The CCSOV is run entirely by volunteers among its membership. There are currently about 30 volunteers, and together they provide a wide range of services to Chinese people who are touched by cancer. A number of the volunteers have a professional background in social work, nursing, physiotherapy or teaching; others have no formal training. The services they provide are matched to their particular interests and skills, but as a whole, the Society provides home and hospital visits, telephone support, counselling by social work or nurse volunteers (to patients, carers or bereaved families), and urgent practical assistance, such as transport, cooking, interpreting, home duties, and bereavement support.
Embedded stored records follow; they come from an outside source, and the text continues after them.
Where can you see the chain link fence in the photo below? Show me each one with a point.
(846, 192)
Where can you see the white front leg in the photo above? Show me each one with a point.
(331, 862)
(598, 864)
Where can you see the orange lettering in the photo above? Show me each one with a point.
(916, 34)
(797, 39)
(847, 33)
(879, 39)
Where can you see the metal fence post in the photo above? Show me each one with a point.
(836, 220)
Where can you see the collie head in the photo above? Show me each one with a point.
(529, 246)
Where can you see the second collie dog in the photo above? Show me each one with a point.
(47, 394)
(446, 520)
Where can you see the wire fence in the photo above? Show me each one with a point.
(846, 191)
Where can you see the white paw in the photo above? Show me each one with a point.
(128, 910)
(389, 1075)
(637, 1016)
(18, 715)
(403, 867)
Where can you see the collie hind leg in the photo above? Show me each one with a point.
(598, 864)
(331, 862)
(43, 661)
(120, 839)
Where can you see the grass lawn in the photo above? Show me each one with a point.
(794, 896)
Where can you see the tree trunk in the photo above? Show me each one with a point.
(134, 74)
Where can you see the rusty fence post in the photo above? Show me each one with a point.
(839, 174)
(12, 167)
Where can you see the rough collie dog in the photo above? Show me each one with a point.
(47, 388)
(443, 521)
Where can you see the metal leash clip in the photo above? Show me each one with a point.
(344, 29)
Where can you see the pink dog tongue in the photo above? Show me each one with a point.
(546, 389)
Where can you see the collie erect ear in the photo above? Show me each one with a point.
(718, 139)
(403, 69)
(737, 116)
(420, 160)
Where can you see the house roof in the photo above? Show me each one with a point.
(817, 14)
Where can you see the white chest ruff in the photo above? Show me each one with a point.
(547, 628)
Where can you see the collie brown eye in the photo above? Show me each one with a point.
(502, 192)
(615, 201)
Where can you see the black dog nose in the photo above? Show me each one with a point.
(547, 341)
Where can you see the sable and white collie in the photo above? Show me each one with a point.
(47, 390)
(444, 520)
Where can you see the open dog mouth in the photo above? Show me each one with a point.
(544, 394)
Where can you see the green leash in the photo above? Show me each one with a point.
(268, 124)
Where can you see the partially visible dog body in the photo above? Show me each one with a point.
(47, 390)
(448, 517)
There are a number of recreational, social and educational activities. Barbecues and festival celebrations (such as Yum Cha for Mother’s Day) are regular events, and there is an annual visit to the country. The Society runs short courses with the aim of helping to alleviate pain and anxiety. Topics vary according to the interests of those in the Society, and have included classes in a range of supportive and interest areas such as T’ai Chi and art. Regular Chinese language community education sessions are publicised by Chinese language radio and press, and have covered topics such as breast health, various cancers, and information sessions on other services such as Centrelink and State Trustees.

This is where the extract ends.